Jede fünfte Firma hat schon erste Maßnahmen ergriffen. Als Automatisierungs-Weltmeister kennen und bauen sie die Maschinen, die in den Fabriken der Welt stehen. Die US-Konkurrenz hängt noch zurück.

DüsseldorfDeutsche und amerikanische Firmen liefern sich seit Jahren schon ein spannendes Kopf-an-Kopf-Rennen um die Vorherrschaft bei der Digitalisierung der industriellen Produktion. Beide Länder nähern sich dem Thema dabei von unterschiedlichen Seiten: Deutschland als Automatisierungs-Weltmeister kennt und baut die Maschinen, die in den Fabriken der Welt stehen.

Die Amerikaner wuchten mit dem Pfund ihrer IT- und Softwarekompetenz und beweisen schon bei sozialen Netzwerken und im E-Commerce, wie gut sie mit der Analyse riesiger Datenmengen umzugehen wissen. Doch allen Unkenrufen über manche Zögerlichkeit deutscher Firmenchefs gerade in Sachen Digitalisierung zum Trotz: Derzeit haben deutsche Unternehmen in diesem Rennen (noch) die Nase vorn.

Das zeigt eine Studie der Beratungsgesellschaft BCG, die am Dienstag in Düsseldorf vorgestellt wurde. Demnach haben 19 Prozent der deutschen Firmen bereits erste Maßnahmen in Richtung Digitalisierung ergriffen, die amerikanische Konkurrenz kommt auf 16 Prozent. Einen Vorsprung haben sich die Deutschen vor allem bei den Themen Werkslogistik, vorausschauender Service und vernetzte robotergestützte Produktion erarbeitet. So hat fast die Hälfte der deutschen Unternehmen inzwischen erste Konzepte entwickelt, aber nur 29 Prozent der amerikanischen.
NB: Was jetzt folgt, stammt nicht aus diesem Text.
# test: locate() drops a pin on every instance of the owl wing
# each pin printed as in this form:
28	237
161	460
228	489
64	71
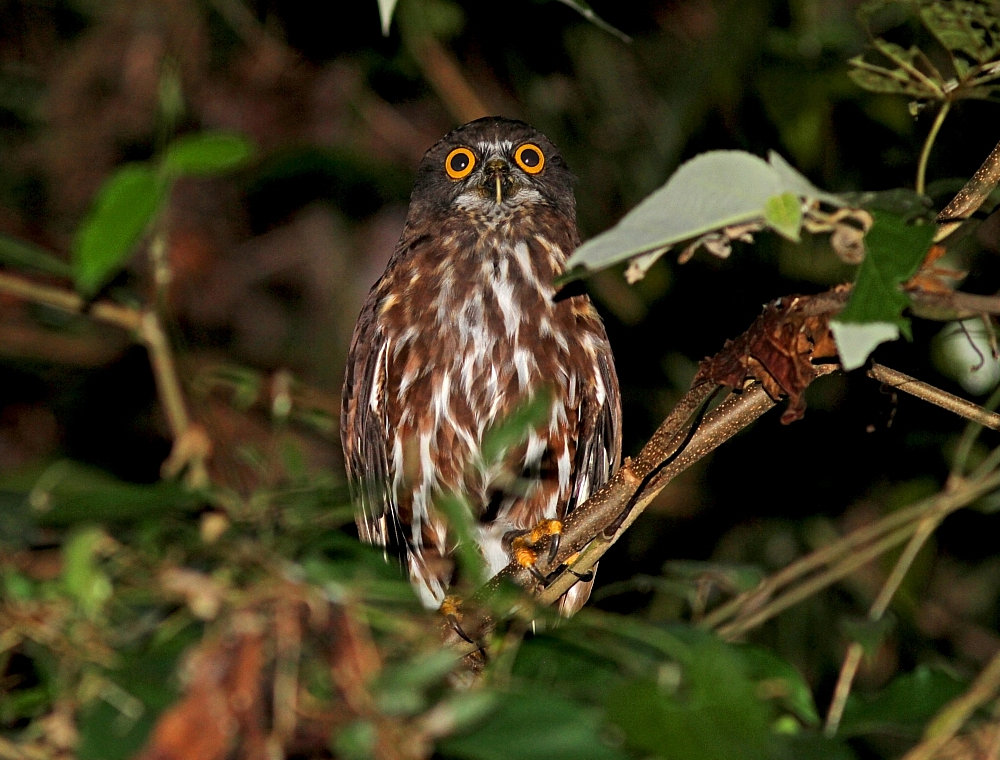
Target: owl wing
597	457
365	437
599	445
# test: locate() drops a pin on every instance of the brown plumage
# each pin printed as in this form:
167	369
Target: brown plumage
463	327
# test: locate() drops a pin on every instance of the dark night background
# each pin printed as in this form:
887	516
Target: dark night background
270	265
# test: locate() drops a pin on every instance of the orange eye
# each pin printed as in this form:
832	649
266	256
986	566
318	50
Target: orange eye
459	163
530	158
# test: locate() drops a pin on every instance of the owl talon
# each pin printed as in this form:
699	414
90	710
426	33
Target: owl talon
524	546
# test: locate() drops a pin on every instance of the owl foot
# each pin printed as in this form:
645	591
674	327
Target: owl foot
525	547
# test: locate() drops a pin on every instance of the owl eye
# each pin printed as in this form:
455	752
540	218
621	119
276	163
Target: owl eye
459	163
530	158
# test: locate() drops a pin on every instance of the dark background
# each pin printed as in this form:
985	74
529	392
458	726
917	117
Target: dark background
270	265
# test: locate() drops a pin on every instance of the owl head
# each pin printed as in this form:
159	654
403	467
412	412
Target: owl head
493	166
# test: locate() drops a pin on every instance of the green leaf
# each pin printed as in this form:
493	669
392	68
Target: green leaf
23	255
710	192
206	154
894	250
82	574
904	706
125	206
968	28
533	726
783	214
385	11
401	689
143	683
514	428
856	341
714	713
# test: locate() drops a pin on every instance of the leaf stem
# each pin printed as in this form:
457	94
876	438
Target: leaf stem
928	144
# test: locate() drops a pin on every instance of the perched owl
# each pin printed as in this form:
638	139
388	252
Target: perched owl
465	326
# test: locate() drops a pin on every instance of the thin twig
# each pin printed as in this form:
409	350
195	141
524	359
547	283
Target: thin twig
852	660
925	152
956	713
844	557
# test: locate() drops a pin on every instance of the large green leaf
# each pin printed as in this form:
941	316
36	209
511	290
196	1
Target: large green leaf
125	206
710	192
23	255
385	11
894	250
713	713
904	706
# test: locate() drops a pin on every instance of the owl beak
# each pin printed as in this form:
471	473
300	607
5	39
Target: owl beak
497	177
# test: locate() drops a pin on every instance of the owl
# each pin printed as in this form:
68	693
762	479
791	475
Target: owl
465	326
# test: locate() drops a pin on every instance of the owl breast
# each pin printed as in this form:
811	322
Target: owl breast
470	337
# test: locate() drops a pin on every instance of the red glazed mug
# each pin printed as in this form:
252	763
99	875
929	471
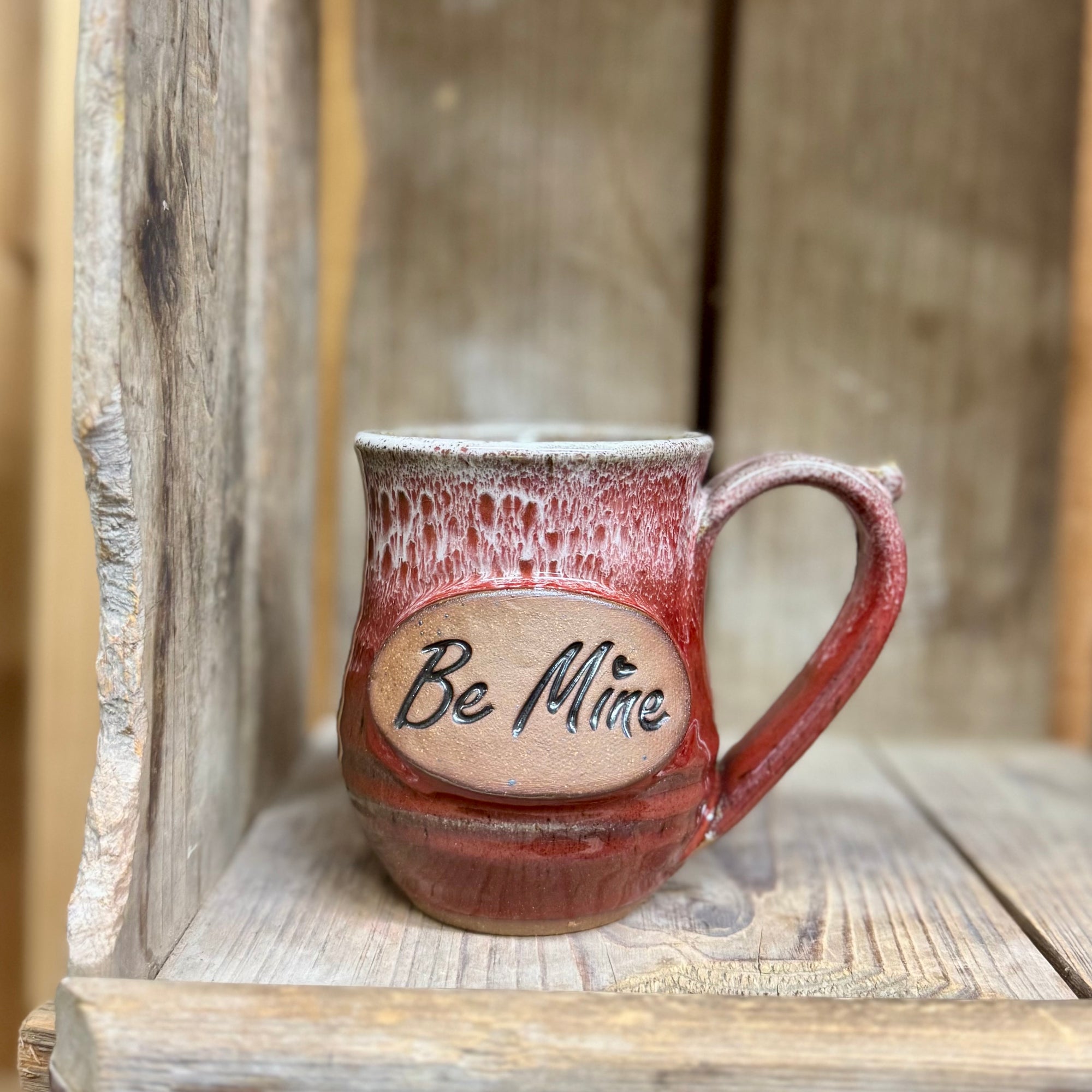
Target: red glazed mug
526	725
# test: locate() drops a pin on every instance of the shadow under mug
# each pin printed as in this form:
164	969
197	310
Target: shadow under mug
526	725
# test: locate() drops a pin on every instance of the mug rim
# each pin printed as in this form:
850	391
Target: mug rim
539	438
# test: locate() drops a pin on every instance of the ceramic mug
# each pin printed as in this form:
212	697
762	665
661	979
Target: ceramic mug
526	726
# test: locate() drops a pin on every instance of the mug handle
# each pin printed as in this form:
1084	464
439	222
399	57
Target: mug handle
757	762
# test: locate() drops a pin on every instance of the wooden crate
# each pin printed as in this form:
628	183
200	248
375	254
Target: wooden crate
537	227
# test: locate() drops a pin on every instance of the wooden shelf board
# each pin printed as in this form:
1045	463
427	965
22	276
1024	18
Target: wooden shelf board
1023	815
837	886
124	1037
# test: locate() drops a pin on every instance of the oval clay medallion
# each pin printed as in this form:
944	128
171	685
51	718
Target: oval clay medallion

Das ergab eine Umfrage unter 315 amerikanischen und 312 deutschen Firmen ab einem Umsatz von 50 Millionen Dollar aufwärts. „Der Ehrgeiz der Ingenieure, aber auch die hohen Arbeitskosten und die Knappheit an qualifizierten Mitarbeitern geben gerade deutschen Mittelständlern einen großen Anreiz, in 4.0-Lösungen zu investieren“, sagt Markus Lorenz, Maschinenbauexperte bei BCG und einer der Autoren der Studie zur Begründung.